Rental payments have also been severely affected with only 60%+ of UK tenants paying rent in March 2020, versus 90%+ in an average quarter.

 

Looking at the short term forecast over the next 6 – 18 months, we are likely to see rental default with vacancy rates increasing in the next few quarters as disruptions bites.

Defaults on interest payments are unlikely to be ignored by banks who will seek for secured debt capital to be returned from asset sales as defaulting unsecured corporate loans will be harder to have repaid.

Changed consumer behaviour will mean many occupational sectors  such as leisure, hospitality, retail and transport will collapse. This will outweigh the supply shock, with uncertainty of income receipt increasing the risk premium investors demand for holding assets.

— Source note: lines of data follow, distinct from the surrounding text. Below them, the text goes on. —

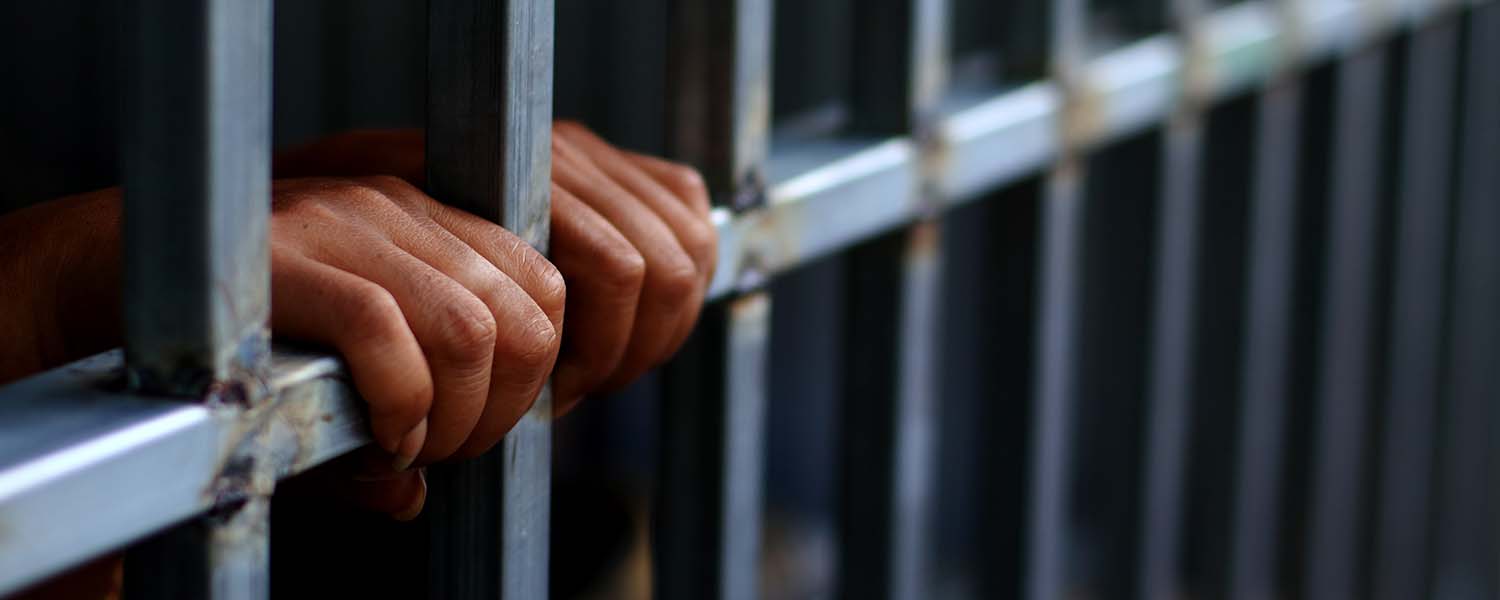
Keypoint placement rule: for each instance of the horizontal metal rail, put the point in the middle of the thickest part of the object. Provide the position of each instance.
(74, 440)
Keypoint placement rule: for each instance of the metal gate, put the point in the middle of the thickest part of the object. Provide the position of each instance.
(1134, 299)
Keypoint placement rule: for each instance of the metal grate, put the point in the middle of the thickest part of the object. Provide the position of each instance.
(1227, 302)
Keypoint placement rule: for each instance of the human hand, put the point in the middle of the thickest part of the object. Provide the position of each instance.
(449, 324)
(630, 236)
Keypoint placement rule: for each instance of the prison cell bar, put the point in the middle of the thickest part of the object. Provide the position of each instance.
(891, 342)
(1268, 329)
(1416, 314)
(981, 147)
(1461, 552)
(707, 525)
(489, 152)
(197, 267)
(1175, 315)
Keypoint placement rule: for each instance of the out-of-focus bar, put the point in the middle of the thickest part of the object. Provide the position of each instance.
(1416, 320)
(1464, 522)
(1268, 329)
(1347, 318)
(890, 386)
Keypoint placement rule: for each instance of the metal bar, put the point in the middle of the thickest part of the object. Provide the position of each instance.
(1172, 360)
(215, 557)
(708, 507)
(902, 66)
(1349, 312)
(83, 453)
(1176, 306)
(1268, 329)
(1059, 297)
(197, 270)
(998, 143)
(720, 98)
(888, 419)
(195, 162)
(890, 414)
(489, 152)
(1416, 315)
(1463, 554)
(1056, 375)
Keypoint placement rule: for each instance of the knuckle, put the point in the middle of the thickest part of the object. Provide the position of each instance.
(624, 270)
(675, 279)
(699, 239)
(374, 311)
(552, 288)
(689, 182)
(468, 329)
(531, 347)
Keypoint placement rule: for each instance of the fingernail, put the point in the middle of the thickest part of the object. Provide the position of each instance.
(410, 446)
(411, 510)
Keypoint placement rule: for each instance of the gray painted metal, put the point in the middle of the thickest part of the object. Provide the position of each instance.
(1061, 306)
(212, 557)
(1416, 315)
(720, 96)
(197, 182)
(1464, 537)
(708, 513)
(120, 467)
(1056, 372)
(1347, 315)
(489, 152)
(707, 527)
(197, 261)
(1268, 329)
(890, 419)
(1172, 345)
(890, 416)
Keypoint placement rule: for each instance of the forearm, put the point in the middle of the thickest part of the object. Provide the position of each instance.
(59, 270)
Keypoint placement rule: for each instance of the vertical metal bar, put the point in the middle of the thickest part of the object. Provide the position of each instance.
(489, 125)
(1463, 557)
(1173, 324)
(890, 387)
(1059, 300)
(197, 180)
(1349, 312)
(1172, 359)
(708, 507)
(902, 48)
(197, 273)
(1416, 318)
(720, 96)
(890, 416)
(1056, 372)
(707, 536)
(1268, 329)
(224, 555)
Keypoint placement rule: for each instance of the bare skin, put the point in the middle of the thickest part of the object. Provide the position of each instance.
(450, 324)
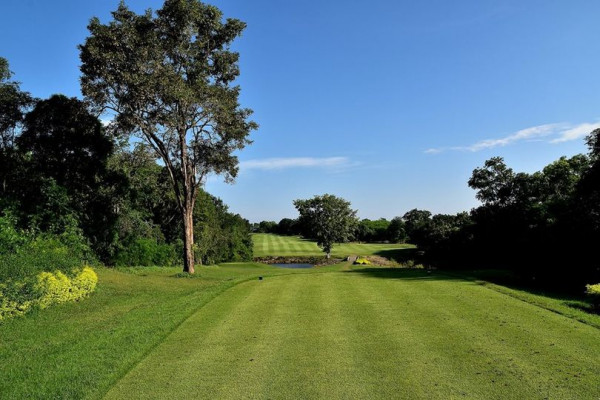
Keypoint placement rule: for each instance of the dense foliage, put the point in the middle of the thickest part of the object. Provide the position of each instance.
(327, 219)
(73, 194)
(168, 77)
(545, 226)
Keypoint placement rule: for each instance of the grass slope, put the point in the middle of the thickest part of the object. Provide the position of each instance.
(79, 350)
(368, 334)
(266, 244)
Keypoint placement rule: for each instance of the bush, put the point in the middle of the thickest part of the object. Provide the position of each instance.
(45, 289)
(39, 255)
(594, 292)
(147, 252)
(10, 237)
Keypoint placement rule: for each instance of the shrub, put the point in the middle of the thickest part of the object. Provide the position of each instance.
(45, 289)
(41, 254)
(594, 292)
(147, 252)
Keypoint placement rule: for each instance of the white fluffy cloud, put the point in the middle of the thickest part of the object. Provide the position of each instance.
(294, 162)
(557, 133)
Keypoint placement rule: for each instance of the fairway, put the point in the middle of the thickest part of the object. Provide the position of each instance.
(266, 244)
(367, 334)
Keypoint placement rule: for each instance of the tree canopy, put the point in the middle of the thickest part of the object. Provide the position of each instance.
(327, 219)
(168, 77)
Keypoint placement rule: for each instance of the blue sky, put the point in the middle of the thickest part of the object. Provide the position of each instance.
(390, 104)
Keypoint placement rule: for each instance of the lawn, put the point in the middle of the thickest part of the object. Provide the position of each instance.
(266, 244)
(79, 350)
(363, 334)
(331, 332)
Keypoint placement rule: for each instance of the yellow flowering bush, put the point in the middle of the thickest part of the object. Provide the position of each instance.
(594, 292)
(45, 289)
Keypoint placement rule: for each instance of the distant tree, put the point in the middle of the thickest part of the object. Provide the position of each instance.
(329, 220)
(287, 226)
(396, 231)
(267, 227)
(372, 230)
(416, 224)
(169, 79)
(494, 183)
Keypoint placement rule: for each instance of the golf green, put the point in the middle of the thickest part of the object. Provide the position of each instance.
(360, 334)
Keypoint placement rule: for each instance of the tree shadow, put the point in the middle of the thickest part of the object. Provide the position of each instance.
(399, 255)
(403, 274)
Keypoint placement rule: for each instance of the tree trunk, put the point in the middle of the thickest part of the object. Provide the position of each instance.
(188, 240)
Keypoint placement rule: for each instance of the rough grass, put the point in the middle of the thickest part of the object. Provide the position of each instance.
(318, 333)
(370, 334)
(266, 244)
(79, 350)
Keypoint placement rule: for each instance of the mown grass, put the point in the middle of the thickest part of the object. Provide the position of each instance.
(266, 244)
(318, 333)
(368, 334)
(79, 350)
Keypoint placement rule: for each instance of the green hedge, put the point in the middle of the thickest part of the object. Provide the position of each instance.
(40, 254)
(147, 252)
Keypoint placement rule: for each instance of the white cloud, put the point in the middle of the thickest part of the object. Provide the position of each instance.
(294, 162)
(576, 132)
(560, 132)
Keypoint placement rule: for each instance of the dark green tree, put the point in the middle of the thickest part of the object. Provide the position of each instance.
(14, 103)
(66, 151)
(396, 231)
(416, 224)
(168, 78)
(328, 219)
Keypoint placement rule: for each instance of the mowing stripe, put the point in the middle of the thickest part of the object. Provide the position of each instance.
(356, 335)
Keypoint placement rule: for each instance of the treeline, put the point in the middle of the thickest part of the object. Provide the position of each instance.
(66, 176)
(544, 226)
(371, 231)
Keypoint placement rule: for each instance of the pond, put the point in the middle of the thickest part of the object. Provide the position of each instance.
(293, 265)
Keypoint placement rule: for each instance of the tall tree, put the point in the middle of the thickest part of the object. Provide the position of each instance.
(13, 106)
(328, 219)
(168, 77)
(67, 151)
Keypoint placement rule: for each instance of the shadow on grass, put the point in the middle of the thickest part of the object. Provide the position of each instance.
(403, 274)
(399, 255)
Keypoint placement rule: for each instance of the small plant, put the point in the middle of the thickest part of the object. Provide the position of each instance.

Asset values will decline as sales happen relatively quickly, with average values falling >20% if the UK REIT market is a guide[iii], although high quality assets will hold up better.

More pro-active investors will start to look for blind pool funds and structures unencumbered with legacy issues through which they can enter the market.

 

Longer term, we can expect to see rapid and huge governmental intervention and liquidity will reduce yields across all income producing assets. As occupational markets stabilise, sector by sector demand for grade A income producing assets will grow, pushing yields lower.

The increased liquidity may create longer term inflation pressure that enhances the attraction of real assets.

The UK population growth will continue ahead of the reduced new supply of assets which will in turn drive pricing in most sectors, especially residential.

As the economy picks up, real rents will grow, especially in the office and warehousing sectors reflecting lack of supply.

The changes driven by Brexit – new corporate real estate footprints and new supply changes will remain even if the UK extends its transition beyond 2020.

The COVID-19 experience will accelerate the growth of online sales in the UK and the need for productive and serviced offices to attract remote enabled workers.

To summarise, in the short term we should prepare for a short sharp fall in values, but over the longer term the relative performance of real estate in the UK will be excellent for investors with better quality assets, low leverage and experienced management.